The ancient Egyptians must have had quite the society of wonders from the things they've shown in their art. Although I'm sure you don't recognize their deities as gods,
there had to have been at least one man with the head of a jackal and
some guy with the head of an ibis running around. And can you picture a sphinx walking through the marketplace, just ever so nonchalantly, on his lion legs and scanning the merchandise with his human head? I'm sure all the artists were clamoring to paint and sculpt them to record them for all of us to see today. Even though the Egyptians undoubtedly had a different word for "sphinx," I'm very glad they preserved that image so I can picture their society more accurately.
Of course this brilliant exact depiction of things continued. It's shown very well in the High Renaissance. Take Michaelangelo's
Creation of Adam on the Sistine Chapel in the early 16th century. Obviously God himself must have replayed this scene just for Michaelangelo for him to have painted it from sight. Otherwise, how would he have known God has such a long beard and Adam had such a small penis?

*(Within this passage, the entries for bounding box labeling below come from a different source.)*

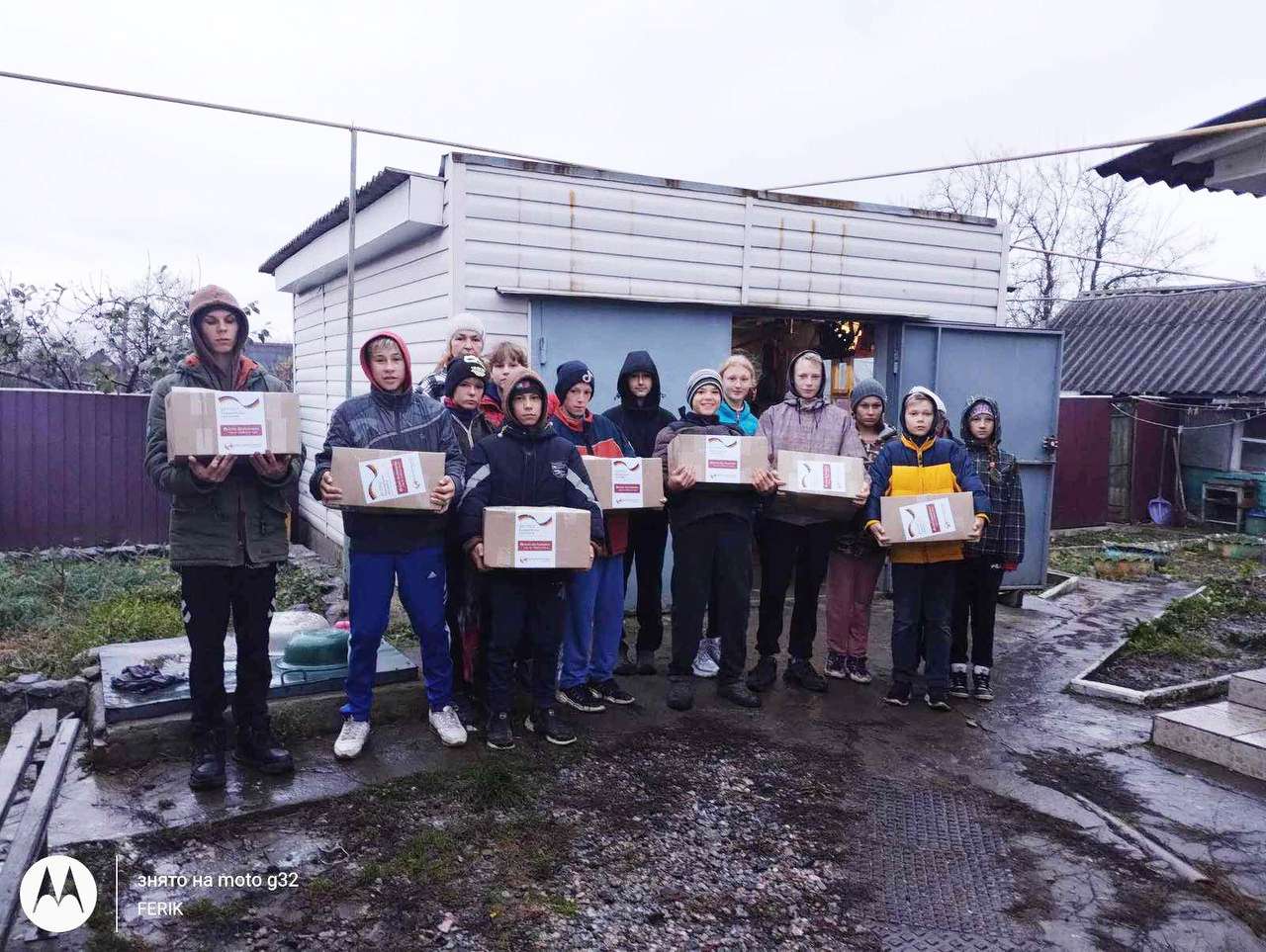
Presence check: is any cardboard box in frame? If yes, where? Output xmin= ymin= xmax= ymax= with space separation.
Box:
xmin=777 ymin=450 xmax=866 ymax=515
xmin=329 ymin=447 xmax=444 ymax=513
xmin=582 ymin=456 xmax=664 ymax=511
xmin=669 ymin=433 xmax=769 ymax=488
xmin=166 ymin=388 xmax=300 ymax=460
xmin=878 ymin=492 xmax=976 ymax=546
xmin=484 ymin=506 xmax=589 ymax=568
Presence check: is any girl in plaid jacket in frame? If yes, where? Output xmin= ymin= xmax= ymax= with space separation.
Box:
xmin=950 ymin=396 xmax=1025 ymax=701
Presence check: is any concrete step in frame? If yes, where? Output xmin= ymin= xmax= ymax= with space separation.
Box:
xmin=1226 ymin=667 xmax=1266 ymax=710
xmin=1152 ymin=700 xmax=1266 ymax=781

We can infer lots of other historical facts things from art as well. Van Gogh often frequented placed with
bright colors, thick lines, and blotchy stars. Monet knew
girls who had very few facial features and very few fingers. Gauguin brought back the knowledge that Tahiti
is a pretty trippy place with multicolored water. Picasso, who could paint realistic and well-rendered figures, also knew some people with
bodies made solely of shapes.
Obviously dinosaurs in art fit right in with every other piece of art ever made. I'll tell the next paleontologist I meet that obviously my studies are far more relevant to prehistoric creatures than his and I'll save us both the quest for more knowledge. And I'll never have to analyze another piece of art again!